150g O'Connor eye fillet, trimmed of any sinew or excess fat
2 anchovy fillets, finely chopped
1 tbsp Dijon mustard
½ tsp Worcestershire sauce
1 tbsp finely diced cornichons
1 tbsp finely diced radish
1 tbsp finely chopped flat-leaf parsley
1 tbsp small salted capers, rinsed and dried
1 tbsp finely diced shallots
1 egg yolk
Freshly grated horseradish (optional)
Tabasco (or your favourite hot sauce)
Your favourite flavour of crisp potato chip (we like Torres Black Truffle Chips)
To prepare the beef, suspend a stainless-steel bowl over another bowl of ice, ensuring top bowl is touching ice so it can stay cool. Cut the beef into a 3mm dice and place it the chilled bowl, along with the anchovy fillets, mustard, Worcestershire sauce, a pinch of salt and freshly ground white pepper as well as a dash of the tabasco. Take a wooden spoon and beat the mixture gently for 3 minutes over the ice.
Next, add the diced cornichon, radish, parsley, capers and shallot to the beef mixture.

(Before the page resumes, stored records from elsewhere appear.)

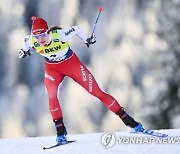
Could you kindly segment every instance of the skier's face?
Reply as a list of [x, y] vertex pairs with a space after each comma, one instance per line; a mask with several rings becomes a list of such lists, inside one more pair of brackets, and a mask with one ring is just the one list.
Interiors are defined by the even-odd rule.
[[47, 32], [44, 32], [44, 33], [41, 33], [41, 34], [38, 34], [38, 35], [34, 35], [34, 37], [37, 39], [37, 42], [40, 45], [45, 46], [48, 43], [48, 39], [49, 39], [48, 35], [49, 34], [47, 34]]

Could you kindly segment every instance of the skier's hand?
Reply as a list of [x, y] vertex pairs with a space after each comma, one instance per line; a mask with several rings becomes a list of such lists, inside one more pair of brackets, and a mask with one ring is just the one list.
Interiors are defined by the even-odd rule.
[[87, 38], [87, 40], [85, 41], [85, 44], [89, 48], [89, 45], [94, 44], [95, 42], [96, 42], [96, 35], [93, 33], [93, 35], [90, 38]]
[[23, 49], [20, 49], [18, 52], [19, 58], [25, 58], [27, 56], [30, 56], [30, 51], [24, 51]]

Gently mix the ingredients together to combine.
Place a large ring mould (around 12cm in diameter) onto the serving plate. Use a kitchen spoon to transfer the tartare into the ring mould, pushing it down into the edges to shape it into a flat disk. Use the back of the spoon to make an indentation in the top of the tartare - just large enough to hold the egg yolk. Place your egg yolk in this divot and finish with a light sprinkling of freshly grated horseradish if desired.
Serve the beef tartare with extra hot sauce and your chips on the side. Mix the egg yolk into the tartare and adjust the seasoning to your personal taste as you go.